The paper’s four scenario proposals included rises in the 40p higher rate and 45p top rate of income tax in April next year, with three of them also backing a penny rise in the 20p basic rate and a 50p top rate. One proposal argued for the creation of three additional income tax bands, making a total of six rates.
The plans, if introduced, would mean anyone earning more than £24,000 paying higher tax; those earning £50,000 would pay up to £260 more, while a higher earner on £90,000 could face an increase of £810. But the First Minister described the increases as “modest” and said they were needed to maintain vital public services.
The case for them rests on two broad assumptions: first, that they would enjoy widespread public support; and second, that they would work to boost economic growth.
There is a strong predisposition across much of Holyrood for tax rises – championed by Green MSP Patrick Harvie, while Scottish Labour’s tax rise proposals would go even further. Many lower income households would support greater spending on social protection and welfare, while public sector workers would cheer an end to the one per cent limit on pay rises.
But it is one thing for voters to cheer higher public spending; supporting tax rises is quite another. Voter approval for such measures tends to cool in the privacy of the polling booth – as the SNP found to its cost in its “penny for Scotland” campaign in 1999, which was quickly dropped a year later.
And would the outlined rises be enough to meet Holyrood’s spending ambitions? Scottish Labour’s Jackie Baillie argued last week that the SNP’s tax rises would not be enough. “To end austerity,” she declared, “you need to raise more than £800 million in revenue over the next two years; that’s before we consider additional commitments.” Yet the government’s paper “raises a maximum of £290 million”.

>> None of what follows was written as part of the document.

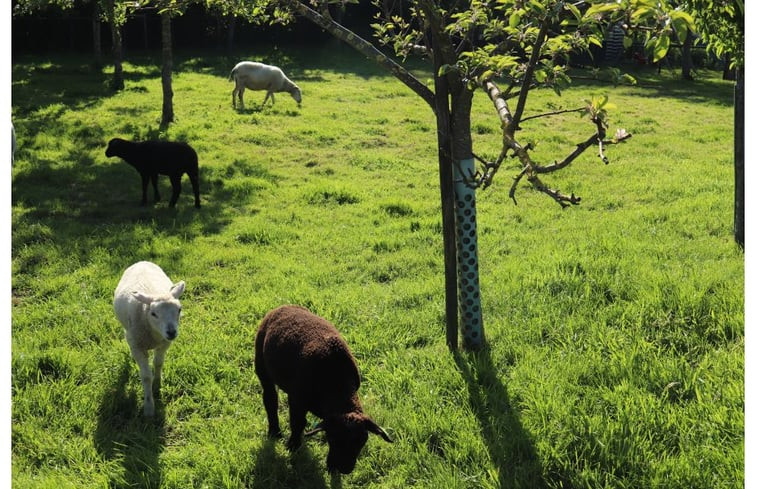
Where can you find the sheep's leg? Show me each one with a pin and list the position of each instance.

There would also be questions about likely behavioural response: hefty tax rises at the top end would see high earners taking steps to mitigate the effects – switching from conventional earnings, for example, to more tax sheltered dividend payments, accepting lower pay in return for other forms of remuneration, or moving domicile. And if the proposed higher tax rates do not yield the anticipated amount, this opens the prospect of higher taxes lower down the income scale, or other tax raising proposals.
As for beneficial macro-economic effects, it is hard to see how higher tax rates would incentivise people to work harder or longer. And how would Scotland be able to attract middle and high earners from the rest of the UK to move here?
Business reaction is notably apprehensive. Liz Cameron, chief executive of the Scottish Chambers of Commerce, said: “Given the options presented, it is possible that over one million Scots could see a cut in their take-home pay… Many households will already be looking at tightening discretionary spending. Therefore, increasing income taxes at a time of already squeezed household incomes may not be the route of enabling economic growth.”
David Lonsdale, director of the Scottish Retail Consortium, has warned: “Many workers are already contending with rising inflation, higher council tax and pension contributions, causing them to carefully consider what purchases they can afford.”
And Andy Willox, Scottish policy convener of the Federation of Small Businesses, added: “With domestic spending power already under pressure, is this the time to take more from household budgets?”
Debate on these tax raising options must range far wider and deeper than just the Holyrood big spenders.